La Ley alemana multa ya la no eliminación inmediata de determinados mensajes o noticias. El proyecto Macron plantea autoridades especializadas, transparencia de patrocinadores, supresión de noticias o cierre de cuentas, e incluso delitos en casos muy graves… Entre nosotros, el PP ha sometido a debate en el Congreso –sin éxito– una proposición para «sellar» falsedades, fortalecer los servicios de seguridad pública y reforzar la cooperación internacional. Y el PSOE ha propuesto, entre sus enmiendas a la reforma de la LPD, que los responsables de las redes sociales garanticen la veracidad informativa, y que se ejecuten «protocolos efectivos» para «eliminar contenidos que atenten contra el derecho constitucional a comunicar o recibir libremente información veraz por cualquier medio de comunicación».
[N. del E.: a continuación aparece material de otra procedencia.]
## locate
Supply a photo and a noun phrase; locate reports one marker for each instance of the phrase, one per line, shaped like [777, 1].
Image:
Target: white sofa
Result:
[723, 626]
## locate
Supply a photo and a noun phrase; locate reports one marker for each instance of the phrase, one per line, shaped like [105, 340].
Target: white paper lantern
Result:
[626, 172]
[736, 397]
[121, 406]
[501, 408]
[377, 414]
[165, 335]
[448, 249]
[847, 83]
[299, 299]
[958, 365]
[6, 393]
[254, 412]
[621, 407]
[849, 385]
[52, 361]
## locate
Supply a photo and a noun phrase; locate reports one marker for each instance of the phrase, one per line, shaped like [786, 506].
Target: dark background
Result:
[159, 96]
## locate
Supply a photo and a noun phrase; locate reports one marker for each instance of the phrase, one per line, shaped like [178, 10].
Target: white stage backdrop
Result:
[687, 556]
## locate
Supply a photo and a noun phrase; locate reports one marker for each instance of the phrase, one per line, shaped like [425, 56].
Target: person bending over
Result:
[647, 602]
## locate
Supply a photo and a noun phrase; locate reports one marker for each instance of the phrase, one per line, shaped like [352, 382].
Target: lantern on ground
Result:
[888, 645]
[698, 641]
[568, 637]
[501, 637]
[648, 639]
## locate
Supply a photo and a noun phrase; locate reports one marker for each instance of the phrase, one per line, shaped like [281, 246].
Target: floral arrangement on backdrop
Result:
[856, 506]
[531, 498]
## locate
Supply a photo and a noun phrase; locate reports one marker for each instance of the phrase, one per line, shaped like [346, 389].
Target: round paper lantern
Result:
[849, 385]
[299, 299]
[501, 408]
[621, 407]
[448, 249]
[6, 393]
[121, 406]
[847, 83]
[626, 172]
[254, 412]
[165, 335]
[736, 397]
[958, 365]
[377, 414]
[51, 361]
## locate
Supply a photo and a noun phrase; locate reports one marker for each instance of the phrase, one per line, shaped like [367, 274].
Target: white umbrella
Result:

Tenemos en definitiva sobre la mesa un reto formidable ante el que hay que ponerse ya manos a la obra y con tratamientos verdaderamente efectivos y no con los simples apósitos del voluntarismo. Con la implicación de todos. Los sujetos públicos liderando y ejecutando una auténtica política dirigida a combatir las noticias falsas. Y los sujetos privados, priorizando decididamente la autorregulación, y contribuyendo para que la regulación que va a venir sea al tiempo lo más efectiva y lo menos invasiva posible.

Ignacio Astarloa, exsecretario de Estado de Seguridad.